# Possible Geryi Pair?



## primetime3wise (Sep 28, 2003)

I have 3 of my 5 geryi in a 125g. Usually they are so territorial that as soon as one gets in another's area, especially that of the most dominant one, they are quickly chased out. However, since last night the dominant one and another have been chilling, side by side, in the middle of the tank. I have the tank arranged in a way that makes 3, almost equal, areas/territories. on the left it is split by a large peice of driftwood, and on the right by some fake rock decor you can see in the vid. each area has some fake plants around it as well. it worked well with spawning macs, so i am using the idea of spawning areas with my geryi.

I missed it yesterday, but the 3rd, has a nice chunk taken out of his dorsal fin. Almost immediately after i turned on the tank lights, the pair both went after the 3rd, and he is pinned against the left side of the tank. i think i am even going to remove the 3rd one for the time being.

Just thought i would post the vid. it is kind of exciting as this behavior is new to the group. usually the most dominant takes 1/2-2/3 of the tank for himself and doesn't let anyone in.
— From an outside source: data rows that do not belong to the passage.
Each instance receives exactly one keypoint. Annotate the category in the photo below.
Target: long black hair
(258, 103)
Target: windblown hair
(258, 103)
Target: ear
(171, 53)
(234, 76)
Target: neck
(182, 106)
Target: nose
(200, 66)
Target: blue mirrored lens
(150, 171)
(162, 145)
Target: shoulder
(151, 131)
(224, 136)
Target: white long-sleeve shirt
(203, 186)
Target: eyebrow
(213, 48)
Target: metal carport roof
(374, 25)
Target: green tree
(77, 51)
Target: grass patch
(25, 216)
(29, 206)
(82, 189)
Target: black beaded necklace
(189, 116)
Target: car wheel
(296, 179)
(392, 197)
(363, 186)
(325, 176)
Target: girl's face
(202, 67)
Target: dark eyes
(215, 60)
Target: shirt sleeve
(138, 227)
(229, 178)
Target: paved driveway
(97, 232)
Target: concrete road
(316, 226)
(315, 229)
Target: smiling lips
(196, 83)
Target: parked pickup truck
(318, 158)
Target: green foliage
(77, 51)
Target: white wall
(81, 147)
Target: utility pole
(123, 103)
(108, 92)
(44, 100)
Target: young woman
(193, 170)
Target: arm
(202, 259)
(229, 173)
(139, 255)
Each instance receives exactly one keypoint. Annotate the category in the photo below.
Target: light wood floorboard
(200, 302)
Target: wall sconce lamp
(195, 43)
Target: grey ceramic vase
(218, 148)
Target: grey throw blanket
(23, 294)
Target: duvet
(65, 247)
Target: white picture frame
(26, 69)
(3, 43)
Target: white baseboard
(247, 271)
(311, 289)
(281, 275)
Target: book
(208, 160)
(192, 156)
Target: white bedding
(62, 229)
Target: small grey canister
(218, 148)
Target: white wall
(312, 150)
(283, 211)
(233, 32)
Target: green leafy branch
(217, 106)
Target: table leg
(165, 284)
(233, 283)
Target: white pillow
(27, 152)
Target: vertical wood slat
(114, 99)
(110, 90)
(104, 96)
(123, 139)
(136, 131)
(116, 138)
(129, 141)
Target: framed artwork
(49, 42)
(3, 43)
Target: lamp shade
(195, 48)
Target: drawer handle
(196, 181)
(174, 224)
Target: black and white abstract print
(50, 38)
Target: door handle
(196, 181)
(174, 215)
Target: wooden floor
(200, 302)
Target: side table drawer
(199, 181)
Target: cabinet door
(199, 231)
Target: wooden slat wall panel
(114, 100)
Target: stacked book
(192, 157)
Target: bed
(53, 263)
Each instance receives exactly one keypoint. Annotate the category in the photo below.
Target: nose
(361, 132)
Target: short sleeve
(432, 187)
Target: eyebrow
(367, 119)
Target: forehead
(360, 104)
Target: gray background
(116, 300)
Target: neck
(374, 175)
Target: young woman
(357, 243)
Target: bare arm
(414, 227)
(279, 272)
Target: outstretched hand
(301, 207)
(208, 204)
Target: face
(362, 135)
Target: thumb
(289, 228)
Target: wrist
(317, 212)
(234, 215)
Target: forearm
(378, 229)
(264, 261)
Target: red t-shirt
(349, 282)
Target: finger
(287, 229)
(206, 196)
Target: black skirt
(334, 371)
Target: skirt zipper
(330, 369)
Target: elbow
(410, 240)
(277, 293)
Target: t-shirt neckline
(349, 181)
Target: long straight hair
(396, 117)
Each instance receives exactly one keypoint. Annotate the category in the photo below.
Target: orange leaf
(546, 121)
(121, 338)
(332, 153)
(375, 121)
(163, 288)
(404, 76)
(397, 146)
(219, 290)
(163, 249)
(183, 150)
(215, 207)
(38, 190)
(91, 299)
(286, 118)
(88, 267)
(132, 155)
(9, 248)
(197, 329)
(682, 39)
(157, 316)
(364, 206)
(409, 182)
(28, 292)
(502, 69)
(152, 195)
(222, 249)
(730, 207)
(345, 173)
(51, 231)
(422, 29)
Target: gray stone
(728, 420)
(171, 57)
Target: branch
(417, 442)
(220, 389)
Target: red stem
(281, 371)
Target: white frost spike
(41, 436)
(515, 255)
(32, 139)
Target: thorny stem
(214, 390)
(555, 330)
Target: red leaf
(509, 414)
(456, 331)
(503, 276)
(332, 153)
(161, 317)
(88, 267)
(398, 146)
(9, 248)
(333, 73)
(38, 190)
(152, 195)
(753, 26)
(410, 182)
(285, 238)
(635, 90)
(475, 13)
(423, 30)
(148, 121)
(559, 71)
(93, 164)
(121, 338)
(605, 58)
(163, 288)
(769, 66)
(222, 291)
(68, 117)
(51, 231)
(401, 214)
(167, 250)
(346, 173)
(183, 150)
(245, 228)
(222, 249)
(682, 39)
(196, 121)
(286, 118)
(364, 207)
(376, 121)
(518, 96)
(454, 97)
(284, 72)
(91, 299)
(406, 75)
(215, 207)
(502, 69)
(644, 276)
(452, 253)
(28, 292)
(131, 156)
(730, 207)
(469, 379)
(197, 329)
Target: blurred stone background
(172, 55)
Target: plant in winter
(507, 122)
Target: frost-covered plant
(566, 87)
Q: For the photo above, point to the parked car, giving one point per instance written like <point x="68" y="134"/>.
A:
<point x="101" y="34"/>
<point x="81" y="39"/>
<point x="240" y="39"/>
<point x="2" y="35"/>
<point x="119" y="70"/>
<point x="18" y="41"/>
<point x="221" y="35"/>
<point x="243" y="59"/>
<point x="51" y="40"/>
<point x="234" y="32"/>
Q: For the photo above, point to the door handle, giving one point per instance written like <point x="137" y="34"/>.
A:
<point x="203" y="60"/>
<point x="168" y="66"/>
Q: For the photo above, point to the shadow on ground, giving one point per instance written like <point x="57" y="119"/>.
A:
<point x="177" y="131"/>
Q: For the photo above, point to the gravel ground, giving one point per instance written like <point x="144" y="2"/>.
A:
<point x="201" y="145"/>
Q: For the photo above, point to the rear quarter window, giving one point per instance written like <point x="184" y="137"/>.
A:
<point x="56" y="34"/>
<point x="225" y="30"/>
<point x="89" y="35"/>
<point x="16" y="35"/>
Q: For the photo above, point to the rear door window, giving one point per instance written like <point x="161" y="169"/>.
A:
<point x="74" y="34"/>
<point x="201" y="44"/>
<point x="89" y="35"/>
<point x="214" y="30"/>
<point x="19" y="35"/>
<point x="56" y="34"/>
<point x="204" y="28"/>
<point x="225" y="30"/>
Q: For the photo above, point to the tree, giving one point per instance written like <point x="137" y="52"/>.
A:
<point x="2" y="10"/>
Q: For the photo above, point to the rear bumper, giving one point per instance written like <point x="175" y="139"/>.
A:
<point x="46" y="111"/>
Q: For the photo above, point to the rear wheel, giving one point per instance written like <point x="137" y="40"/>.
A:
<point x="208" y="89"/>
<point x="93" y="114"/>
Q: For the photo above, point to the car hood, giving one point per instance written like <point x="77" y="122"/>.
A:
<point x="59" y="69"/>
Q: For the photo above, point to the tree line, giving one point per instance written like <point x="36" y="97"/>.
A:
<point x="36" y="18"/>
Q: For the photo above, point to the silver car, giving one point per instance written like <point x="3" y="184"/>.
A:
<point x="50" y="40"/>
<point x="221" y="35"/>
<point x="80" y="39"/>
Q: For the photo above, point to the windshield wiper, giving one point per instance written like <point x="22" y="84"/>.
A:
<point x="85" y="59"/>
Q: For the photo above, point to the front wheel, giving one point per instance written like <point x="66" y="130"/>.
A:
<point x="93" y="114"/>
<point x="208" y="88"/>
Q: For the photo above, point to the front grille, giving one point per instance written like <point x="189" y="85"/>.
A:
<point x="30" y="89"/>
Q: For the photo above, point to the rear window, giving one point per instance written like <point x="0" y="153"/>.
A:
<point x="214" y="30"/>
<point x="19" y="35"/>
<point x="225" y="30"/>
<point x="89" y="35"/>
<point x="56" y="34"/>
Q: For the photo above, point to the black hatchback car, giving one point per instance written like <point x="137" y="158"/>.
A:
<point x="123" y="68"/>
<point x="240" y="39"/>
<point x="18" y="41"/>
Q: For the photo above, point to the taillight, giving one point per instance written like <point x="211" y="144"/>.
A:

what is kind of confusing though, is the two whom i am hoping are hooking up, sometimes look like they are starting a fight, posturing, but quickly stop and nothing becomes of it.

i guess i'll be more hopeful if i see one moving gravel around.

The vid isn't the most exciting thing, but i just wanted to show what i am talking about.


----------



## Tensa (Jul 28, 2008)

its possible but not really enough behavior in the video to tell. keep us posted though.


----------



## primetime3wise (Sep 28, 2003)

yeah, i realize it pretty much comes down to, we'll see. it's just odd they are acting this way.


----------



## Tensa (Jul 28, 2008)

my biggest concern would be to make sure if it is indeed breeding behavior that you dont have two females getting busy lol


----------



## primetime3wise (Sep 28, 2003)

my biggest concern is they might take the 3rd one out if it is breeding behavior, which is why i might toss him into another tank. right now, they are not letting him move much, and are ready to pounce on him.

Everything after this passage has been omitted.